Defines configuration options for how a document should be parsed. This interface is used within IDocumentInfo to customize processing behavior.

Property	Type	Description
`delimiter`	`string` (optional)	String used to split or parse the document's content (e.g., newline, comma).
`html4excel`	`boolean` (optional)	Flag indicating if the document is an HTML file formatted for Excel export.
`layout_recognize`	`boolean` (optional)	Enables layout recognition to better understand document structure during parsing.
`pages`	`any[]`	Array representing page numbers or page objects to parse from the document.
`raptor`	`Raptor` (optional)	Configuration specific to the "Raptor" parsing module (see below).
`graphrag`	`GraphRag` (optional)	Configuration specific to the "GraphRag" parsing module (see below).

`Raptor`

Configuration options for the Raptor parsing engine/module.

Property	Type	Description
`use_raptor`	`boolean`	Indicates whether to use the Raptor parser.

`GraphRag`

Configuration options for the GraphRag parsing engine/module, which appears to add graph-based semantic parsing features.

Property	Type	Description
`community`	`boolean` (optional)	Enables community detection features during parsing.
`entity_types`	`string[]` (optional)	Specifies which entity types to recognize in the document.
`method`	`string` (optional)	Parsing method or algorithm name to use within GraphRag.
`resolution`	`boolean` (optional)	Enables resolution features (e.g., entity resolution).
`use_graphrag`	`boolean` (optional)	Flag to enable use of the GraphRag parser.

`IDocumentInfoFilter`

Defines filters used to query or categorize documents based on their processing run status and file suffix.

Property	Type	Description
`run_status`	`Record<number, number>`	A map from run status codes to their counts or weights.
`suffix`	`Record<string, number>`	A map from file suffixes/extensions (e.g., "pdf", "docx") to counts or weights.

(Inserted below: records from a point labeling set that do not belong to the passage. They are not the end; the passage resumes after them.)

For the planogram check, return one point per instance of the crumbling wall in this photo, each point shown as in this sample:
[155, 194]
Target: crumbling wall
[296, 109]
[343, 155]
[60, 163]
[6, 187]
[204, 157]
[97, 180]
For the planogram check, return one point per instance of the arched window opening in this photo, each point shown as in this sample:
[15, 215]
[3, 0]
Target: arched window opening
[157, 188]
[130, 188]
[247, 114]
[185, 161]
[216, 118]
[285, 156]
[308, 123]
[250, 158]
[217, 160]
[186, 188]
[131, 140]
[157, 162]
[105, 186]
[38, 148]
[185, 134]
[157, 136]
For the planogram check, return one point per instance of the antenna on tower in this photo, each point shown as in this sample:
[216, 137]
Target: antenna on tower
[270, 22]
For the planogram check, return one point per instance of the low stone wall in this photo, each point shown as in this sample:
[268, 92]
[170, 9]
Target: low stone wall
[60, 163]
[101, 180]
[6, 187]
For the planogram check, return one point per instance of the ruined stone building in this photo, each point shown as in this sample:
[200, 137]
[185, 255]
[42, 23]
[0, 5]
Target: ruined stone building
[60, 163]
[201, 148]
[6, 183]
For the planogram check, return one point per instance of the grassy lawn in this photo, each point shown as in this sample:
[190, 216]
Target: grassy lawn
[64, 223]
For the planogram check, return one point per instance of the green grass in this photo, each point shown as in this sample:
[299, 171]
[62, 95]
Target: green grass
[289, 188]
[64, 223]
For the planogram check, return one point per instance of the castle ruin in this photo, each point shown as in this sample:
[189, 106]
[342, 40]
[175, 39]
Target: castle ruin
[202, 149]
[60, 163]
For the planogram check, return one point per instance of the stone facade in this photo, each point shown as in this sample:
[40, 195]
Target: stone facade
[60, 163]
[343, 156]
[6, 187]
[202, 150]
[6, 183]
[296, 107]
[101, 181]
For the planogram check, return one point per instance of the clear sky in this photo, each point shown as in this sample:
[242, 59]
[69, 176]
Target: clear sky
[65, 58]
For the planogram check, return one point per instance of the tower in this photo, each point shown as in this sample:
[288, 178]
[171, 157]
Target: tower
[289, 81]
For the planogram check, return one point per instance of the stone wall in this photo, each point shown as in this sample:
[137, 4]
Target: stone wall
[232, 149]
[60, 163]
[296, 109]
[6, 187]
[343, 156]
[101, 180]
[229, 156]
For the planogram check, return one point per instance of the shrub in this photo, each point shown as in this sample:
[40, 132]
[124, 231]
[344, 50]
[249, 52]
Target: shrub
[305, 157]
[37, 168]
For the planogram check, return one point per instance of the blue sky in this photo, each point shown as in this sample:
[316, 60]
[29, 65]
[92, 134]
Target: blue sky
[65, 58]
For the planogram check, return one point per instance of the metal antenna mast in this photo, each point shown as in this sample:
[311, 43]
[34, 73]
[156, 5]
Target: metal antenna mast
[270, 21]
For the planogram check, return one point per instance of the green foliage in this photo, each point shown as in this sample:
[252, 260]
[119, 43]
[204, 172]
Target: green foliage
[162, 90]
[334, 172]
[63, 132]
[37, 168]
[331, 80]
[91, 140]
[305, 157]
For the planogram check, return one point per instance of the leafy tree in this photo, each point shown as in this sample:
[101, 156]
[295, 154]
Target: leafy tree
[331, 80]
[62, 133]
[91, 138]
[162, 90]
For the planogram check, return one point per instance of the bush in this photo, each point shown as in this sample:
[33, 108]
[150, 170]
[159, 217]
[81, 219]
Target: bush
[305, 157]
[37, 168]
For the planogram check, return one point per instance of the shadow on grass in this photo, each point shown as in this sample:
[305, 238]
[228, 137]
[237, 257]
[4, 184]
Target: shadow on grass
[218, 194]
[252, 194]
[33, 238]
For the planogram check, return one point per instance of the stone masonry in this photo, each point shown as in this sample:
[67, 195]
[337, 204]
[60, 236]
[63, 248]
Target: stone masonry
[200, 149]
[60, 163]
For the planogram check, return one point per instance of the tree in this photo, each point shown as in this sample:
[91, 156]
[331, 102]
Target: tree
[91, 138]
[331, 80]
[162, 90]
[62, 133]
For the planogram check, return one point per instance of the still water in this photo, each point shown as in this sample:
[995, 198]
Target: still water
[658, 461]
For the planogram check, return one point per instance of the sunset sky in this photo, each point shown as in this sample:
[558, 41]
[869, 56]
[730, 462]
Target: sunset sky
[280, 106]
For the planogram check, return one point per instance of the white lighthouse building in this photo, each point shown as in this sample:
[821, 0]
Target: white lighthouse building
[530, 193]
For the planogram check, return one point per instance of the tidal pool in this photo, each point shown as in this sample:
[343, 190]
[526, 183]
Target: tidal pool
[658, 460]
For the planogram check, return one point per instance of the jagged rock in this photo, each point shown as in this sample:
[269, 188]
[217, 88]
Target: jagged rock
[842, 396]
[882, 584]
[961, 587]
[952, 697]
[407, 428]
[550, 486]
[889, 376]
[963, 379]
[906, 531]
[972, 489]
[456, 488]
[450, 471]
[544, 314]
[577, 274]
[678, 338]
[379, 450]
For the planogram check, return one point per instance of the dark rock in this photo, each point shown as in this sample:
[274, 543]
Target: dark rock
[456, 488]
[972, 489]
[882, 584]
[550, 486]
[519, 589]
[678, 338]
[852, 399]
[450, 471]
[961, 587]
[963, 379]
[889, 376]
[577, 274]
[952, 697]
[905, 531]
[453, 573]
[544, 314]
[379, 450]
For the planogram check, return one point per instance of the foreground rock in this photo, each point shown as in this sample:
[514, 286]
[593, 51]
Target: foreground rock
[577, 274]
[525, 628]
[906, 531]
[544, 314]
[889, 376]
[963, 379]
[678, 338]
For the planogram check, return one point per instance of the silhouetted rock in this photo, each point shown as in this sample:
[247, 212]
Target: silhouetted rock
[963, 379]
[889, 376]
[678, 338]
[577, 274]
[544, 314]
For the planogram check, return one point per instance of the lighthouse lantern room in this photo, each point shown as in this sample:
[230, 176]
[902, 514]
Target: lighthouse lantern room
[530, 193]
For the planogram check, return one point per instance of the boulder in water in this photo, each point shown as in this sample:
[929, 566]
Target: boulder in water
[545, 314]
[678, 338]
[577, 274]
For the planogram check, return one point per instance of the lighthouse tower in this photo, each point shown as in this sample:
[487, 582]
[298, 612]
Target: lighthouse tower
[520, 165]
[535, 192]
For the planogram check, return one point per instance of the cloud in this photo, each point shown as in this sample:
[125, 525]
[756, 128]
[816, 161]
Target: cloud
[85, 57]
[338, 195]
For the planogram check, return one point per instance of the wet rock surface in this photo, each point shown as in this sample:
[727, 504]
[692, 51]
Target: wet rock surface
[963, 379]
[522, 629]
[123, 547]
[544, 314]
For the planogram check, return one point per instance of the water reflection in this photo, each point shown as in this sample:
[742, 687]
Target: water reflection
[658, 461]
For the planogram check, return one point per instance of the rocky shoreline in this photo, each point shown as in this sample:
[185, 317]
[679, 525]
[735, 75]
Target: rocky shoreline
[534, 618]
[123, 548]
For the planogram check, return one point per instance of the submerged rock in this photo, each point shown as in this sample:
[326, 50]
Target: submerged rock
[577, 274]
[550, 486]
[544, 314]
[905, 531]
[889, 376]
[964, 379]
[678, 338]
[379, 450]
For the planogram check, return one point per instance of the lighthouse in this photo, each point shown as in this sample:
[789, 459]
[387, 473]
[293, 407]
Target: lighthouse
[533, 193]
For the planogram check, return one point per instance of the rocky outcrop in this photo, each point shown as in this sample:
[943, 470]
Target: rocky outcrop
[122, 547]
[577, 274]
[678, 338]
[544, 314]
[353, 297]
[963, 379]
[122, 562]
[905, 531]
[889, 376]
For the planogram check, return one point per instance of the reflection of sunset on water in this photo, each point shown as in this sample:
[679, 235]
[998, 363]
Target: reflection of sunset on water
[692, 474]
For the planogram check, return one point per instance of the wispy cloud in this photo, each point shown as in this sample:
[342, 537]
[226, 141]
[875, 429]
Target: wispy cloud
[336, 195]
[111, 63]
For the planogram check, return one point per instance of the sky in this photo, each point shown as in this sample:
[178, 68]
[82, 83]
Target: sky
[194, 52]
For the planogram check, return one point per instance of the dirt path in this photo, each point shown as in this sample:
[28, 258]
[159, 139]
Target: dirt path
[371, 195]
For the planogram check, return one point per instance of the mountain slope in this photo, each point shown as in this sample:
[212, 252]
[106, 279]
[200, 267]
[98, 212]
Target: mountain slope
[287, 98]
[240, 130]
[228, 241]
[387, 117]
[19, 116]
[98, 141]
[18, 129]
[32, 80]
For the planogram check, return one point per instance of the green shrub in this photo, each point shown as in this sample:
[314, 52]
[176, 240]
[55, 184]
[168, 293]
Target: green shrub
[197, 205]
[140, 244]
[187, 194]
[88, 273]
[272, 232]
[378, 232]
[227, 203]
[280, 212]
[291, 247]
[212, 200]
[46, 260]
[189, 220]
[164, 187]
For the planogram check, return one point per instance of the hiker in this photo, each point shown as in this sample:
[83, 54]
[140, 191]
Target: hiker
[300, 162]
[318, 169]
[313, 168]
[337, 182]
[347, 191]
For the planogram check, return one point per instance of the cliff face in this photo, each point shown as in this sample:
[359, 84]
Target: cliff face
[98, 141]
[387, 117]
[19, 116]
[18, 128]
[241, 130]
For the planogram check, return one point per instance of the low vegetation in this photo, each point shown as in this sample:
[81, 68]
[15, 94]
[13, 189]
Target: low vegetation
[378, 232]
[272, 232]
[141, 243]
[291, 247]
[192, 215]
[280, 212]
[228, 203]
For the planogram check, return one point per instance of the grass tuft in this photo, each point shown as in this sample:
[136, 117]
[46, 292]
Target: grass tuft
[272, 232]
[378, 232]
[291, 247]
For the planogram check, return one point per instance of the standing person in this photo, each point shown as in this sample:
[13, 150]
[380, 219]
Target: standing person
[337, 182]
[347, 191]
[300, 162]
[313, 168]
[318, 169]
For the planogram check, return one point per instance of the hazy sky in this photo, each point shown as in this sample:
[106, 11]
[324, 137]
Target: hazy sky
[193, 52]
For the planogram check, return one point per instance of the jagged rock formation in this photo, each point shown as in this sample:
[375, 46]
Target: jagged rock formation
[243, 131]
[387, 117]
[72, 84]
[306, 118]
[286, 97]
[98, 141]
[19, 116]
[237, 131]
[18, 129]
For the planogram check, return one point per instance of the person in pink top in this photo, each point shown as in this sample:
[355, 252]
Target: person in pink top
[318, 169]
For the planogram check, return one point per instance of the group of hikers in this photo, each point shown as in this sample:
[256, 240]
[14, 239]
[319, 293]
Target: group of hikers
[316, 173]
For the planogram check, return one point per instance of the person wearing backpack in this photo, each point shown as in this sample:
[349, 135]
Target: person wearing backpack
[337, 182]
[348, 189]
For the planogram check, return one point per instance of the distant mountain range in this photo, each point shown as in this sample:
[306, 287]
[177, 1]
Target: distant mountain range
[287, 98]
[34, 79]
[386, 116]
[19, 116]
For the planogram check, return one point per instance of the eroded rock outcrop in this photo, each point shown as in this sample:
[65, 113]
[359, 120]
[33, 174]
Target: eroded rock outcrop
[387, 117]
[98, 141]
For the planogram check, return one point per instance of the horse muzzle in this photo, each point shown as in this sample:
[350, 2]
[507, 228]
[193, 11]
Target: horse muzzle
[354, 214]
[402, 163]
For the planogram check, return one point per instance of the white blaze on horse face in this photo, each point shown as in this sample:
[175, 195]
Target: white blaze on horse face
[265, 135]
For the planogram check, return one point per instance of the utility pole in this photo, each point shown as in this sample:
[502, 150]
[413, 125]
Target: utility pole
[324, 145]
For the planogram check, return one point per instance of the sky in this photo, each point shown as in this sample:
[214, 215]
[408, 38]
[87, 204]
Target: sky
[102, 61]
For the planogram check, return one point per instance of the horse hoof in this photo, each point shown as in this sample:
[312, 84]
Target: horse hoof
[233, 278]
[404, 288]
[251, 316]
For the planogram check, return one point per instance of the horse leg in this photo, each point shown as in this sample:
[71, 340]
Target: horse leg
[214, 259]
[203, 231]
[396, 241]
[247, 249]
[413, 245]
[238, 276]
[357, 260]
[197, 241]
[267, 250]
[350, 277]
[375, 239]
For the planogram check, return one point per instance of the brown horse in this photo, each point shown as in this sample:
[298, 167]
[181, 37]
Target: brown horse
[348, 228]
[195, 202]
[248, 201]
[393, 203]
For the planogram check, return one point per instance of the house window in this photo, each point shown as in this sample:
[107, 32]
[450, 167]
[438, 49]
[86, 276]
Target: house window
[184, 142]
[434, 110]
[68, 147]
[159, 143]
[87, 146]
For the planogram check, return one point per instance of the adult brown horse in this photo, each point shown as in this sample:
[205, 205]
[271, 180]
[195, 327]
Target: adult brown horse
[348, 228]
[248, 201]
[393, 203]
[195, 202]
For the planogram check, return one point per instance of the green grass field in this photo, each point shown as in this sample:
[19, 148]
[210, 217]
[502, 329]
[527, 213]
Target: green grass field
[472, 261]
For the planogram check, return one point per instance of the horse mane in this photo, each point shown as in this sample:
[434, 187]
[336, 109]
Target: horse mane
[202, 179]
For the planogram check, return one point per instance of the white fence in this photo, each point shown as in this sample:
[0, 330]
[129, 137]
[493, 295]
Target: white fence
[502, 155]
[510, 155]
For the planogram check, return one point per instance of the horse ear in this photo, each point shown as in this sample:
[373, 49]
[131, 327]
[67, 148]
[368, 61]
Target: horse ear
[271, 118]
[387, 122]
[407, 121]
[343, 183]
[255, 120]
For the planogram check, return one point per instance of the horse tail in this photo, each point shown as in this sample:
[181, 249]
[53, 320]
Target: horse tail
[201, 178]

Implementation Details and Algorithms

The file primarily defines data shapes rather than implementing algorithms.
The parser_config interface supports plug-in configurations for different parsing modules (Raptor and GraphRag), indicating extensible parsing strategies.
Usage of optional properties (e.g., process_begin_at, meta_fields) allows flexible data representation depending on document state or available metadata.
The run property uses an imported enum RunningStatus, which likely provides a standardized set of statuses like Running, Completed, Failed, etc., to track document processing lifecycle.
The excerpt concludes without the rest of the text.